Santa Only Brings Presents to the Good Children

Daisy Turnip writes.....

Bunny informed me that Father Christmas has brought her presents every year – never missed one. She told me that’s because she is always good and for those children who are naughty, they don’t get presents from Santa.

She looked suspiciously at hubby (you could just see the cogs going round in her mind) and then asked, ‘When Dave was little, did Santa ALWAYS bring presents to him?’

Ohh, little people have such a well honed sixth sense! : )

The Filthy Devils

Daisy Turnip writes.....

A very close friend of mine is, shall we say, incredibly house proud.

Her dog stops at the back door and automatically lifts up each paw, ready to have them wiped before he’s allowed to proceed into the kitchen! It’s really quite impressive to watch!

Last summer her son went on a sleep over, staying with a family my friend didn’t know too well. They dropped off said son and then went out for dinner. Not long after they’d arrived at the restaurant, said son sent a text, asking for his Mom to give him a call. She did so, and he wouldn’t say much, just monosyllabic responses to Mom’s questions, but confirming he was fine. She finally asked if he wanted to come home, which he promptly replied with a firm ‘Yes’. They had already ordered their meal so he was informed they would be there, to pick him up ASAP.

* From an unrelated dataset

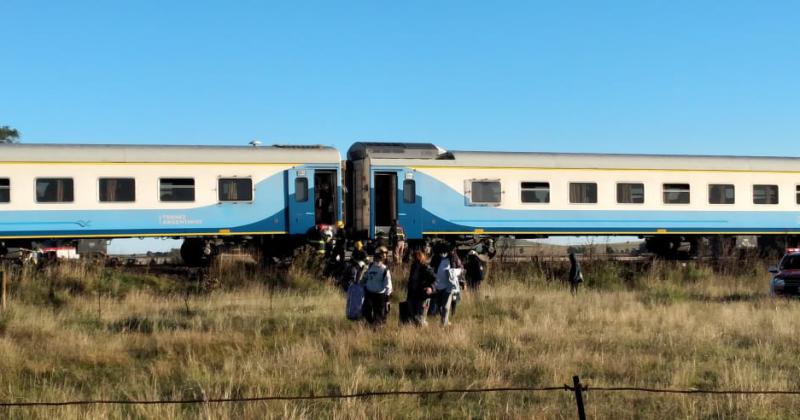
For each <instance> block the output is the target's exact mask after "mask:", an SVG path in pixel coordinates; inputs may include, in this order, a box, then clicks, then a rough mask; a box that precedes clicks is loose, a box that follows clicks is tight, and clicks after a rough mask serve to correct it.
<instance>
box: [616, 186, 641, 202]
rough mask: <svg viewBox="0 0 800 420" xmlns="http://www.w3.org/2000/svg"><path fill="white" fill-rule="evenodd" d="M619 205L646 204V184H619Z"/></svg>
mask: <svg viewBox="0 0 800 420" xmlns="http://www.w3.org/2000/svg"><path fill="white" fill-rule="evenodd" d="M617 203H620V204H642V203H644V184H641V183H627V182H620V183H619V184H617Z"/></svg>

Every 10 minutes or so, Mom kept receiving a text, asking how much longer they were going to be. In the end Mom became very worried re her Son’s most unusual behaviour and they left the restaurant, meal half eaten.

They arrived at the house of the sleep over and a panic stricken lad came rushing out and jumped into the car. By this point friend / Mom was very worried and beginning to panic, ‘What’s gone on, what’s the matter, are you ok?’ she asked in desperation and fear.

He was silent for a while. Dad asked the same question.

Son took a deep breath and said, ‘I just couldn’t stay there Mom, there was dust on the skirting board in the bathroom’.

I’m just amazed that they all come and stay at my house! : )

A Yellow Card for Throwing Snowballs!

Daisy Turnip writes.................

We were cooking dinner last night when there was a knock at the door. Due to a minor car accident with the snow and ice, we ended up looking after our ex neighbour’s child for about 20 minutes last night.

She’s about 5 years old (sorry Ian and Helen, we know we’re useless and can’t remember how old she is) – talking to kids that age, especially Bunny (ex neighbour’s pet name for his daughter), is just brilliant. Everything is so black and white.

Bunny’s dad left, to sort out the car insurance details, and we asked her what she wanted to drink. Sugar free orange, sugar free apple and blackcurrant, or, are you allowed Coca Cola? A big grin appeared on her face as she said she’d like Coke. I so knew what that grin meant. I asked her if she was allowed to have Coke, and if she did have some, when Daddy came to collect her, would he be happy that she’d drank Coke? She thought for a moment and then said, ‘I don’t know.’ ‘OK, pop it is then, what would you like, orange or apple and blackcurrant?’ ‘Mixed’ came her reply. A mixed glass of orange, apple and blackcurrant was placed in front of her – yeuk, but Bunny liked it, along with a packet of Walkers cheese and onion crisps – I never asked whether or not Dad would be happy with that – she kept saying she was hungry, we’d been away for the weekend and to state that the cupboards were bare was a major understatement!

Bunny then kept telling us how she’d never received a ‘yellow card’ at school. What on earth is a yellow card? She proceeded to tell us that a yellow card is when you’ve not been very good at school – but not too bad either. If you receive 2 yellow cards, you get a red one.

Apparently a girl at school today had received a yellow card for throwing a snowball on the playground!

Unbelievable – I was so shocked I opened a bottle of wine! The world has gone mad.

I never found out what happens if you receive both a yellow and a red card! Even if you’re not into footie, it obviously works because it’s Bunny’s major achievement not to have received a single yellow card since she’s been a school.